Stage 1 - Rid self of the day's frustrations

Place hob nobs/disgestives in pastic sandwich bag (just make sure there are no holes in it). Take rolling pin or similarly heavy object. Crush biscuits (or cookies if you're American) with great gusto. Be violent about it, even if you're a pacifist.
Melt butter/marg in a pan, and add the crushed biscuit and mix up well.
Press the biscuit mix into a flan case and put it in the fridge.

Stage 2 - Get Fruity

Chop just over half of the strawberries and blueberries (or whatever other fruit you are using - kiwis work really well, but blueberries are in season atm).
Place them over the biscuit base.

Stage 3 - Drizzling the dark chocolate

Melt the dark chocolate in a glass bowl over boiling water.
Then drizzle it over the fruit (if you want to drizzle it on other places, make a little extra - oo-er). Leave it to harden in the fridge (the cheesecake, the cheesecake....)

Stage 4 - Making the cheesey bit

Melt the white choclate in a glass bowl (not the one you did the dark chocolate in, unless you wash it up first). Add the cream cheese and beat vigorously. Then add the lime juice and keep beating.
Pour that over the base.

Stage 5 - The final touches

Chop the rest of the fruit and decorate the top of the cheescake.

Stage 6 - The very exciting bit...strawberries and dark chocolate - Ahhhhhhhhhh

new blog

I decided to start a new blog! This is for several reasons - primarily, I've been thinking about quite how much information is available about me on the internet. A quick search around google and anyone who knew my name could connect me with my blog.
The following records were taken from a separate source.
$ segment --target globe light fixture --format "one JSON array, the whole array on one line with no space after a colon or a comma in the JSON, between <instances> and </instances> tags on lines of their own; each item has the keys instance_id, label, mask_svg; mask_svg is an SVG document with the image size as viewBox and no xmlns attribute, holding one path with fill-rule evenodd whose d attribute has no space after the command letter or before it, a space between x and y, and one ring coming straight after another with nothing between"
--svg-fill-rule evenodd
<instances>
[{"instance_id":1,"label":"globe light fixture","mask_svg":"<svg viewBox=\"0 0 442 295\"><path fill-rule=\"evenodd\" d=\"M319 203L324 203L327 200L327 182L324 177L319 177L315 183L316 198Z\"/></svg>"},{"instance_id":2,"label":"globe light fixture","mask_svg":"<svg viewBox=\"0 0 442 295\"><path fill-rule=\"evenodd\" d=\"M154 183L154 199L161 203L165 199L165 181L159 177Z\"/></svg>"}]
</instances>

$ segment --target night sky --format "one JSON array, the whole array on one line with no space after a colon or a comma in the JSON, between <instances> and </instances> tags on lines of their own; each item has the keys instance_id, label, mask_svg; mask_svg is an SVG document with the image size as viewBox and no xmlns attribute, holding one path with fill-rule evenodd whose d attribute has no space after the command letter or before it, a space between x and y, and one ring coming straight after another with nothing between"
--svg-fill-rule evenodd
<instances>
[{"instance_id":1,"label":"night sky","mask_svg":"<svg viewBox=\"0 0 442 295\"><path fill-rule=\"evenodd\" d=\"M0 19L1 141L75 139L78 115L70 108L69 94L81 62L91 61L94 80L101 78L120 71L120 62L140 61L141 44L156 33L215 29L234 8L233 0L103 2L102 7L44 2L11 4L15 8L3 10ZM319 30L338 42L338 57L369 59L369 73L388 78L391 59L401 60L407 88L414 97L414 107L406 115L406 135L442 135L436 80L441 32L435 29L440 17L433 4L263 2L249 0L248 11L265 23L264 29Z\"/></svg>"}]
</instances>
This isn't such a big deal, but as I'm starting to prepare for my application to clinical psychology training courses, I've started wondering what I would do if a client found me on the net. If someone flicked around google for long enough, they would discover who I am and what I think about politics, religion and whole manner of juicy gossip. So I've decided, the only sensible thing to do, if I am to maintain my blog and not worry about some internet geek client finding me on the web - is to go anonymous.So, for those of you who know who I am, please be careful not to give too much away!

Another reason is that I rather fancied having a new look, so thought I'd combine anonymising my blog with a bit of a make-over.